The machine learning engineer role is a highly technical role that is usually relevant to companies whose main product line has a very strong data-driven component. Machine learning engineers have the practical skills relevant to a data scientist but are particularly focused on the design and application of models build with machine learning to solve real-world problems. As such, a machine learning engineer will have studied both the theoretical basis and the practical applications of machine learning and be particularly strong in related fields such as statistics, optimization, data mining, and algorithmic design.

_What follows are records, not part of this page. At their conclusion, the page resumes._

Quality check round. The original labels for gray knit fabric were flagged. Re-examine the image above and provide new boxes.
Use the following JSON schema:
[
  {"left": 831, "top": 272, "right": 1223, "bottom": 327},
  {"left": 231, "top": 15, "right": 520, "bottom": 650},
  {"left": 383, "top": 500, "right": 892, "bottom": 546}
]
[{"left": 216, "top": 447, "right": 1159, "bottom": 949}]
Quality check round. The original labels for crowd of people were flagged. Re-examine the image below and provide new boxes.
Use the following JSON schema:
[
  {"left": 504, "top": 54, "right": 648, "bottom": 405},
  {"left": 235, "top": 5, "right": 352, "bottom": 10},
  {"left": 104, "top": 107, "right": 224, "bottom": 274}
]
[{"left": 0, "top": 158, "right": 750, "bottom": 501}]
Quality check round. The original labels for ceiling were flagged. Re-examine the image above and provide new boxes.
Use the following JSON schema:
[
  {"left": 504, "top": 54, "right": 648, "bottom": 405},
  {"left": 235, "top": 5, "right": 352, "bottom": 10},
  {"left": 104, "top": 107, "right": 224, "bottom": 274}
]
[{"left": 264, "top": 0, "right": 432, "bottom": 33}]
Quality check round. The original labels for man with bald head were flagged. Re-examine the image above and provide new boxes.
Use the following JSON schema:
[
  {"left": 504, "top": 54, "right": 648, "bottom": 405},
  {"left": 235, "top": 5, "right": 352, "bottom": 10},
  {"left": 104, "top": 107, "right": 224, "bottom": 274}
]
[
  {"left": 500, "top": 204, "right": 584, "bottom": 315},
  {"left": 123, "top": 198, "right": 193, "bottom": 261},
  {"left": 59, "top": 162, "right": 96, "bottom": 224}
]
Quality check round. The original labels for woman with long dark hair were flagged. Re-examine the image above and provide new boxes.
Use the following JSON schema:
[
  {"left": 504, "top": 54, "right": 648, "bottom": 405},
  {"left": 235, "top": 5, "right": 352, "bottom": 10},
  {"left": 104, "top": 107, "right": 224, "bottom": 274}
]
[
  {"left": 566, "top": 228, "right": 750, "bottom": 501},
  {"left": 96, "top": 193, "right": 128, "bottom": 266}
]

They know how to choose the right type of model for a particular problem having a diverse array of these at their disposal. For each model, they understand the limitations and assumptions, how to tune and improve model performance as well as use the right metrics to evaluate model accuracy. Research is often a core skill for this role and candidates with a strong research background such as having a Ph.D. are highly sought after. From a practical perspective, candidates will have experience working with specialized tools and packages for machine learning such as sci-kit-learn (Python), Spark ML, R, Mahout, and so on. Candidates will most often approach this role from a computer science or statistics background.
A fantastic way to start and build up a technical conversation is to have a candidate describe how a model with which they are familiar works. Technical interviews can often be very stressful for candidates and this is one way to allow candidates to relax slightly and talk about something in which they have more experience. It doesn’t matter if they choose something very simple because the goal is to see if the candidate really understands the model and doesn’t just know the basics. Going into substantial depth on something as simple as k-nearest neighbors or linear regression can be quite revealing about a candidate.
What type of problem does the model try to solve?
Is it prone to over-fitting? If so – what can be done about this?
Does the model make any important assumptions about the data? When might these be unrealistic? How do we examine the data to test whether these assumptions are satisfied?
Does the model have convergence problems? Does it have a random component or will the same training data always generate the same model? How do we deal with random effects in training?
What types of data (numerical, categorical, etc…) can the model handle?
Can the model handle missing data? What could we do if we find missing fields in our data?
How interpretable is the model?
What alternative models might we use for the same type of problem that this one attempts to solve, and how does it compare to those?
Can we update the model without retraining it from the beginning?
How fast is prediction compared to other models? How fast is training compared to other models?
Does the model have any meta-parameters and thus require tuning? How do we do this?